This week's giveaway is in the EJB and other Java EE Technologies forum. We're giving away four copies of EJB 3 in Action and have Debu Panda, Reza Rahman, Ryan Cuprak, and Michael Remijan on-line! See this thread for details.
This question isn't really specific to Seam but applies to any application framework... I studied Java, but I do not currently use it at work (so far ). However, I do think it was useful that I studied it because: 1) I can put it on my resume ; 2) I can start coding little personal projects in it; 3) I started learning about object-oriented programming. I'm not sure that reading up on an application framework makes sense for someone in my position. For example, I've been looking at posts that ask "Which is the best framework" or "What framework should I use" and the answer usually is something along the lines of "What kind of project do you have" which in my case is no kind of project. Can one really "play around" with an application framework?
Why not. IoC and AOP are quite important concepts. And I believe you need to do your hands dirty to stomach these.
Generally, these open source frameworks teach you many things, like how we should do a partiuclar thing in terms of design and best practices. And sometimes you learn why that framework is not as good as this one. Or may be you want to play around with all these to remain updated. And its fun too.
You should absolutely study application frameworks. For the purpose of becoming a better developer, it doesn't matter what type of application you are currently developing or if you aren't currently developing an application (there is no rule you have to put it into practice right away). The reason I say that is because you learn so many things that, even subconsciously, you end up applying somewhere down the line. Personally, I think that Seam (and by the same argument Spring) is worth studying because you get to touch on every aspect of the Java EE platform and enterprise development in general.

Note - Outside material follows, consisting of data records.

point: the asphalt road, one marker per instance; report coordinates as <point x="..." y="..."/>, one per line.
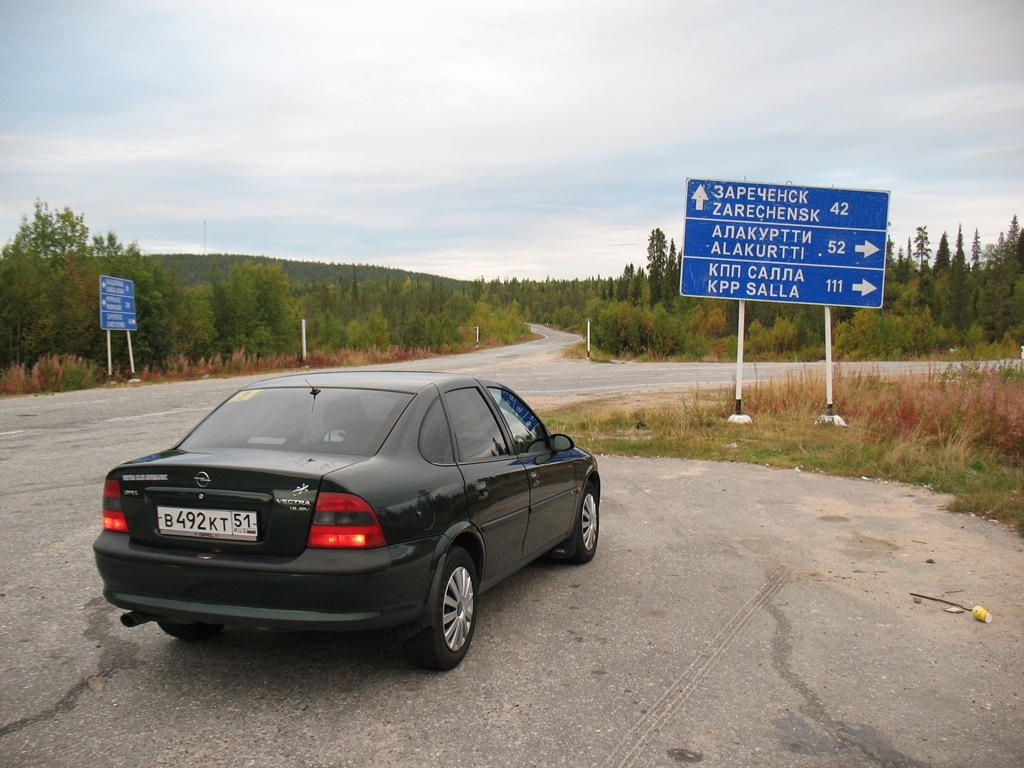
<point x="733" y="615"/>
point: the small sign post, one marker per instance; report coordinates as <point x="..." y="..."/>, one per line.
<point x="117" y="312"/>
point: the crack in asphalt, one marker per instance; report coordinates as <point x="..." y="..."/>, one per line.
<point x="116" y="655"/>
<point x="861" y="741"/>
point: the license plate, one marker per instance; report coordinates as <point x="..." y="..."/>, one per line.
<point x="207" y="523"/>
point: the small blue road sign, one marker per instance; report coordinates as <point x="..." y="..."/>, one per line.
<point x="117" y="304"/>
<point x="780" y="243"/>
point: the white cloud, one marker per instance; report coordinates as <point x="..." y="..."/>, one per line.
<point x="529" y="136"/>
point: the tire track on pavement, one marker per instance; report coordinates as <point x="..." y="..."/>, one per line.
<point x="691" y="678"/>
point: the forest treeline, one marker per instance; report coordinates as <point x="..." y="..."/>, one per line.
<point x="964" y="296"/>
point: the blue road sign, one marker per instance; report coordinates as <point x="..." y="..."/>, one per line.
<point x="780" y="243"/>
<point x="117" y="304"/>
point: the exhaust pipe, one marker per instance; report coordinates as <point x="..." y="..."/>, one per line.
<point x="135" y="617"/>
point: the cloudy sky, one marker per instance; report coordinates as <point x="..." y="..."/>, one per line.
<point x="471" y="138"/>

Start by creating your own applications. I find that a majority of people employed in a software developer position never apply their talents to make their own lives better. Keep track of what restaurants you like, which beers you have tried, your TODO list for the week, or how long your drive is to work at various times during the day. Write software when you are not on the clock so that when you finally do get that contract or job and have to develop something on a tight schedule, you will be warmed up and ready to go.
learn how to use jBPM integration in Seam and the business process context. you never know when you'll need it. so far (over a year of Seam 1.2 and Seam 2 dev), I have only done simple CRUD apps at my employer and used the hell out of conversation-scoped components, bijection, and JPA/Hibernate.